1. **Use ReLU activation** for hidden layers in most cases
2. **Start with Adam optimizer** - it adapts learning rates automatically
3. **Apply L2 regularization** if you see overfitting (test loss > train loss)
4. **Use dropout for large networks** to prevent co-adaptation
5. **Normalize your input data** to [0,1] or [-1,1] range for better training stability

## Architecture Decisions


- **Built on nalgebra** for efficient linear algebra operations
- **Xavier initialization** for stable gradient flow from the start
- **Proper error handling** throughout the API
- **Modular design** allowing easy extension of activation functions and optimizers
- **Zero-copy predictions** where possible for performance

## Contributing


We welcome contributions!

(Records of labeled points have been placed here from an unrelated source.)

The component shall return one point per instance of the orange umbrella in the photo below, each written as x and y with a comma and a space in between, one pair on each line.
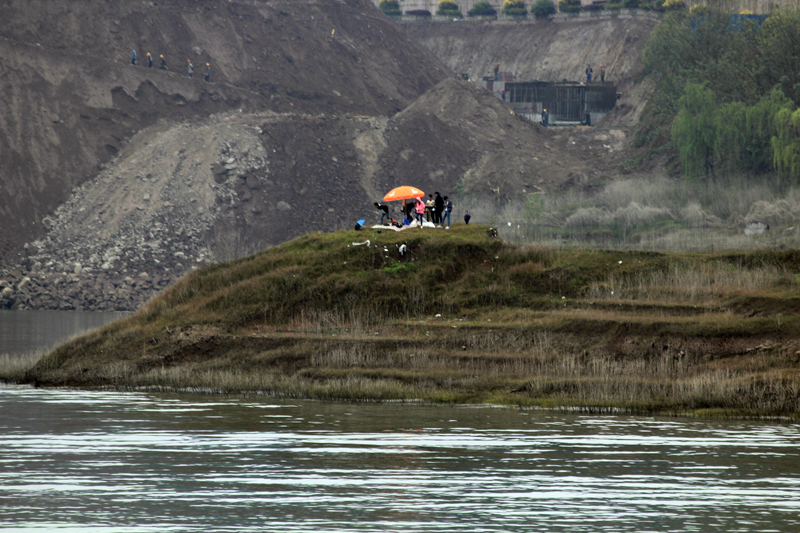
403, 193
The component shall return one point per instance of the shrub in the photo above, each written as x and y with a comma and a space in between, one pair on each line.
390, 7
543, 8
482, 9
569, 6
448, 8
514, 7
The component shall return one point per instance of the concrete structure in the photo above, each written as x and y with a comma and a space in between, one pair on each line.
567, 102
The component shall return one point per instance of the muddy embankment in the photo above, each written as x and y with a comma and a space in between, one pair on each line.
459, 316
188, 181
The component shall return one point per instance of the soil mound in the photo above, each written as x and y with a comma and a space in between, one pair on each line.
461, 138
182, 196
72, 100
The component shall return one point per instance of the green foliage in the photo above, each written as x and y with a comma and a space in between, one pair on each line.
674, 5
543, 8
569, 6
390, 7
482, 9
761, 128
534, 207
514, 8
694, 130
448, 8
699, 10
779, 47
786, 144
739, 62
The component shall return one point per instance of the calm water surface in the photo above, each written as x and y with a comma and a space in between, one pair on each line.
106, 461
30, 331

Please feel free to:

- Report bugs by opening an issue
- Suggest new features or improvements  
- Submit pull requests with enhancements
- Improve documentation
- Add more test cases

## Changelog


## Changelog


### v0.7.0 (Latest)

- **Removed Redundancy**: Eliminated confusing duplicate methods and verbose naming patterns
- **Better Performance**: Streamlined async implementation with intelligent yielding
- **Updated Documentation**: All examples now use clean, consistent API
- **All Tests Updated**: Comprehensive test suite updated for new API patterns

### v0.6.0


- **Full Async/Await Support**: Complete async API alongside synchronous methods
- **Intelligent Yielding**: Performance-optimized async with yielding only for large workloads (>1000 elements)
- **Concurrent Processing**: Parallel batch predictions using futures and join_all
- **Async Training**: Non-blocking training with cooperative multitasking
- **Code Optimization**: Removed verbose AI-generated patterns, cleaner professional code
- **Performance Improvements**: Smart async yielding prevents unnecessary overhead
- **Enhanced Documentation**: Updated examples and API documentation

### v0.5.1


- **Improved Documentation**: Enhanced README with comprehensive examples of all new features
- **Better Crates.io Presentation**: Updated documentation to properly showcase library capabilities

### v0.5.0


- **Major Feature Expansion**: Added comprehensive loss functions, batch normalization, and modern activation functions
- **5 Loss Functions**: MSE, MAE, Binary Cross-Entropy, Categorical Cross-Entropy, Huber Loss
- **Batch Normalization**: Full implementation with training/inference modes
- **3 New Activation Functions**: Swish, GELU, Mish (total of 9 activation functions)
- **Code Organization**: Separated tests into dedicated files for cleaner library structure
- **Enhanced API**: Flexible loss function configuration and batch normalization controls

### v0.4.0


- **Complete rewrite** with proper error handling and fixed implementations
- **Implemented all documented features** - train(), predict(), evaluate() methods
- **Fixed critical bugs** in batch normalization and backward pass
- **Added regularization support** - L1, L2, and Dropout
- **Improved documentation** with usage examples and API reference

## Contributing


Contributions are welcome! Please feel free to submit a Pull Request. For major changes, please open an issue first to discuss what you would like to change.

## License


This project is licensed under the MIT OR Apache-2.0 license.